The Awakening Series

  1. Introduction
  2. Cause
  3. The Reborn Dreamer


  1. This describes my entire last week, and most of my childhood. When I go “I’m never doing that again” I mostly mean life. I’m starting to step out of it, but it was pretty hellish. Usually those days I’m up to about 20% of anxiety on a day to day bases and this took a lot of work to get to.

    There’s really nothing worst then panic in the world. On Thursday I came back from a movie and I was so alert and panicked I was convinced for over an hour and a half that this is the night I’m going to die in. I didn’t. Life went on, the worst of it’s not knowing what’s real and what’s just a figment of my imaginations.

    I wrote a note to myself in my sketchbook afterwards: you may appear to be stable and strong on the outside, but you are always one step away from a full scale panic attack. Don’t forget that, ever.

    I was thinking about taking a week off work and a seaside vacation for next month, if this goes on, I won’t be able to make it, the beach works to calm me sometimes, other times it makes me panic. I can’t take that chance, especially if I go alone.

    I hate having to built my life around this.

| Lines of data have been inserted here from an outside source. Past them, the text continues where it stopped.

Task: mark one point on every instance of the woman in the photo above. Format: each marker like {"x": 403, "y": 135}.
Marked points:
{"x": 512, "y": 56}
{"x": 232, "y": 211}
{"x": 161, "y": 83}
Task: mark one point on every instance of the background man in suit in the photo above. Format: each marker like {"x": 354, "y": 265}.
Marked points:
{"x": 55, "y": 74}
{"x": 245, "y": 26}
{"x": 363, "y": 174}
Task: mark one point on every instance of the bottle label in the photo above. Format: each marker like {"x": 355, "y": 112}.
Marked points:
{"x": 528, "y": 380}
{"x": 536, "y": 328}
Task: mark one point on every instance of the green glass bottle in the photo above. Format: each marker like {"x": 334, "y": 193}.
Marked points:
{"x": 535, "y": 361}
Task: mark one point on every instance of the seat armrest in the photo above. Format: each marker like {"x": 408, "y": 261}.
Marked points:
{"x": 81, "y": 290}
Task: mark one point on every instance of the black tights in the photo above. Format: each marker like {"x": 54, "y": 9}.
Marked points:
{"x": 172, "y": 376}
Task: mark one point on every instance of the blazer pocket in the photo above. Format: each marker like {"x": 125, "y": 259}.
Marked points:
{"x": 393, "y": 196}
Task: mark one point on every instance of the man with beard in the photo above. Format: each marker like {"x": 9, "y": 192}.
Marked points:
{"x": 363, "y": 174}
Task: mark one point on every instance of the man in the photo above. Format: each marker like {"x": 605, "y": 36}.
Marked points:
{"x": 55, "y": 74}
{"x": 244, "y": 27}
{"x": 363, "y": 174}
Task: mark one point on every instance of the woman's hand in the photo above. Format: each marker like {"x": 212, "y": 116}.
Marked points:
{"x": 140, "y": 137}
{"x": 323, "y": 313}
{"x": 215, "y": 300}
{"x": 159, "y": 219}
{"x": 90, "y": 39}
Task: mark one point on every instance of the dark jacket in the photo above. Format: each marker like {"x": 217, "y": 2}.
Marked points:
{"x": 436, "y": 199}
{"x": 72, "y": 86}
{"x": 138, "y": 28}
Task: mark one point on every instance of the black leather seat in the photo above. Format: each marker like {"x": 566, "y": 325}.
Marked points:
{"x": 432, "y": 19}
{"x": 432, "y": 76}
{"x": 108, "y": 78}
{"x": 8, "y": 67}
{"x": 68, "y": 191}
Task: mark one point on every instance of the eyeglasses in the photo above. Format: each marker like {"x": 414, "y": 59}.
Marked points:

    Not an encouraging comment, I know.

    At any rate, if there’s one thing like with anxiety and panic thought me is that this to shall pass, that even though you might feel like there’s no reason to go on living – that’s just a part of the panic and not your real opinion and that once this symptom goes away, you’ll feel like yourself again.

  2. I’m in therapy for other reasons than episodes of panic, but I’ve begun working with Mindfulness-Based Stress Reduction which you can take as an 8-week course through many hospitals or you can learn through the book FULL CATASTROPHE LIVING by Jon Kabat-Zinn. He’s been teaching the system, which is based on paying attention to the breath, for almost 20 years and it sounds like it is effective for people with symptoms similar to the ones you describe. There’s an excellent example of a firefighter who couldn’t go back into burning buildings or even put his face mask back on for six months after a serious bout of smoke inhalation on the job. Two weeks of the program brought him back to a place where he could fully re-engage with his work. It might be something to check into, especially if awakening is your goal. You can get a quick overview at

  3. Lilly: It’s true that we may constantly be on the verge of a panic attack, but we’re also always a single step away from death. I use to remind myself of this reality on a daily basis, and found myself alienated, unattached. I don’t ever want to forget, but it’s unhealthy to keep asking, “Am I alright? Am I about to have an attack?”.

    The problem is that although the one major panic attack has passed, the residual emotions haven’t. I’m still waiting it out, but in time I think you’ll be right.

    Lavaflower: Thanks for the information. Right now I’m staying away from all forms of caffeine, because they seem to trigger mild panic episodes. I’m not sure if it’s just in my mind, but it’s not worth the risk right now. If this program could rehabilitate a firefighter to directly face his trigger, then I’ll definitely have to consider it if my situation worsens.

  4. I did the whole therapy \ medication \ cognitive treatment thing, it helped, a bit, but it didn’t really solved anything, I did learn some techniques and ways of understanding what’s real and what’s enxiety and it also help to talk about it, nowdays when I meet new people, I try to expain why phone calls are difficults to me or why somedays I just dissapear, it helps me get less stress and maybe for them to be a little more forgiving about it.

    For me it’s always been there, my first childhood memories are related to anxiety, I don’t think it would ever go away completly, but this year, dealing with a lot of things and learning ot take care of myself is an important step.

    Caffeine make it worst for me as well, last week I had a major panic attack on thursday after having two cups of coffee. Since then I’m more or less OK it slowly deminished to anxiety and now it’s starting ot fade away alltogether. It’s such hard work though and it takes so much effort to just go past an ordinery day like that.